CLEVELAND, Ohio — I almost fell off my armchair when someone told me it’d been 50 years since some renegade DJs created a sound that has outlived almost all the early practitioners of this musical genre.
Yep, hip-hop turns 50 this summer. Like fine wine, it’s aged well.
Today, hip-hop is the most popular music in America. Heck, hip-hop is the most popular music in the world. You can’t leave these shores without seeing people transfixed by its sound, its lyrics, its beats.

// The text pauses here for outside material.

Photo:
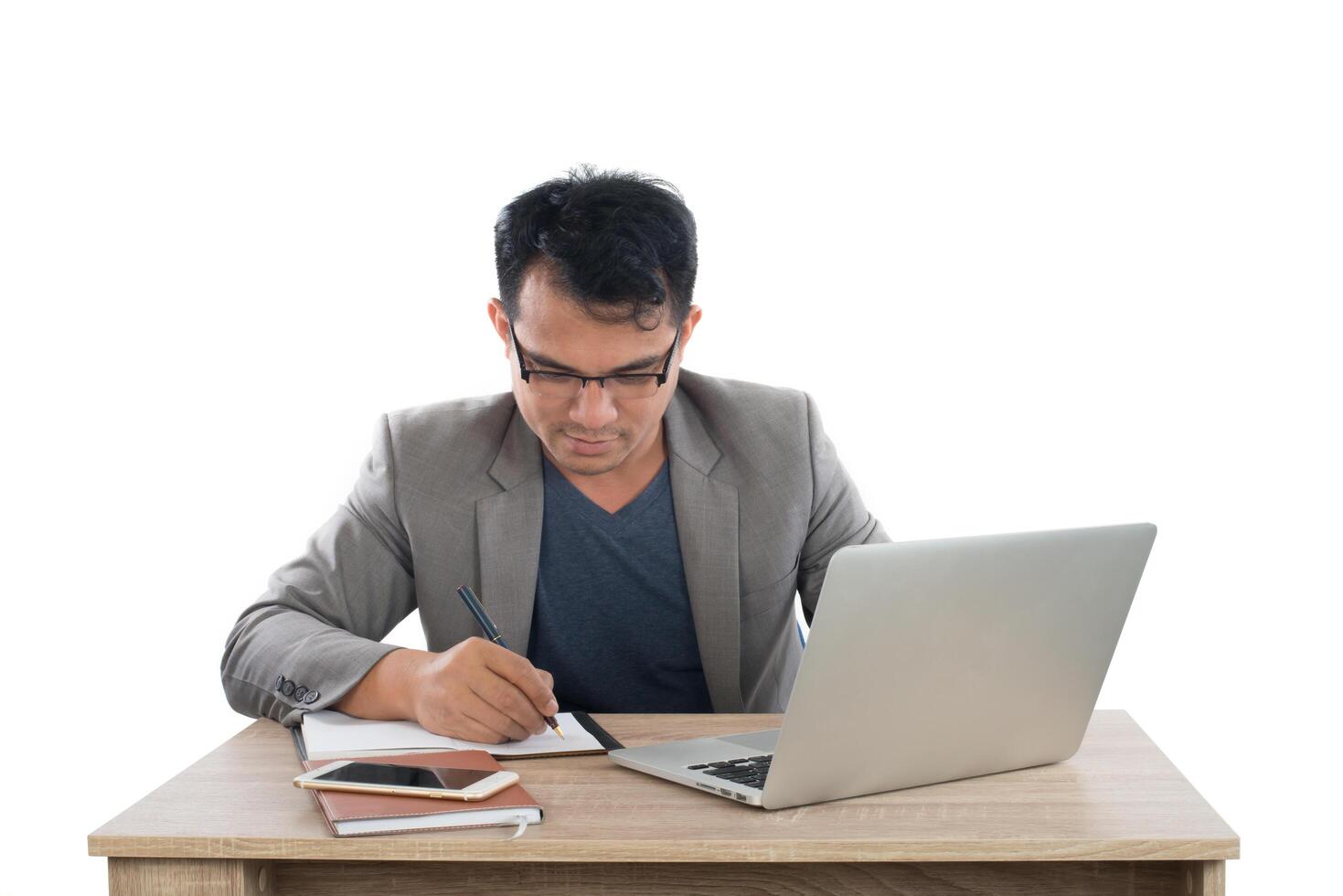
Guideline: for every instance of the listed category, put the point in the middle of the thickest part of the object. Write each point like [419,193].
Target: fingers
[497,721]
[524,677]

Hip-hop is to the second half of the 20th century what jazz was to the first, and it looks as if the former will have a longer shelf-life. Hip-hop has done what jazz did so well, which was shape our language, our fashion and our expectations.
Sure, soul did some of this in the 1950s, 1960s and early 1970s. It introduced us to The Supremes, The Jackson Five and The Temptations. What would music be like without the contributions of Dionne Warwick, Little Richard or Smokey Robinson?
While soul hasn’t died, other musical genres have.
Does anybody today talk about disco divas Donna Summer, Evelyn “Champagne” King and Gloria Gaynor? No, ‘cause they did not survive. They were pushed into recesses of the Rock ‘n’ Roll Hall of Fame, moving aside to make room for the stylized, rhythmic sounds that brought spoken words to life.
What hip-hop did was stretch boundaries — stretch them until they almost popped.
Yet the genre proved elastic. It’s always snapped back into vogue, although often with a different name at the top of the chart.
DJ Kool Herc might have sired the sound back in the Bronx, but his followers have ensured the “flow” endured. From Luther Campbell to Eazy-E to Queen Latifah, hip-hop has rolled to the end of one century and found a home in a new millennium.
Let Drake, Megan Thee Stallion and Future come through the door.
I wish I could get a handle on how hip-hop sustained itself. I can’t. I know my taste runs toward jazz and soul. Yet those of us who saw hip-hop unfold in the 1970s thought the sound would disappear like polyester suits, platform shoes and gangster whitewalls. Hip-hop would be a fad, we thought; no way would it go global.
We thought wrong.
Since looking back at the origins of hip-hop, which I did when I read New York Times writer Jonathan Abrams’ bestseller “The Come Up: An Oral History of the Rise of Hip-Hop,” I’ve thought about how its misogynistic, crass lyrics might have softened a tad over time.
In the ‘90s, Bizzy Bone, Wish Bone, Layzie Bone, Krayzie Bone and Flesh-n-Bone, all Cleveland natives, had their shining moments in the spotlight, but weren’t their moments fleeting?
Maybe so, partly because Black women grabbed a bigger stake in hip-hop. So have international practitioners of this ground-shaking music.
All of them have made hip-hop the poetry of their time.
It might be unfair to compare the rhymes of Rick Ross and Schoolly D to what I’ve read in the poetry of Nikki Giovanni, Gwendolyn Brooks and Maya Angelou, yet perhaps it isn’t.
I find a currency in rappers these days who speak to a generation of people who weren’t around when Black men from the Bronx birthed hip-hop.
Their child has prospered.
Justice B. Hill grew up on the East Side of Cleveland and still lives there. He practiced journalism for more than 20 years and later taught journalism at Ohio University. Since his retirement in May 2019, he’s been devoting his time to travel and freelance writing.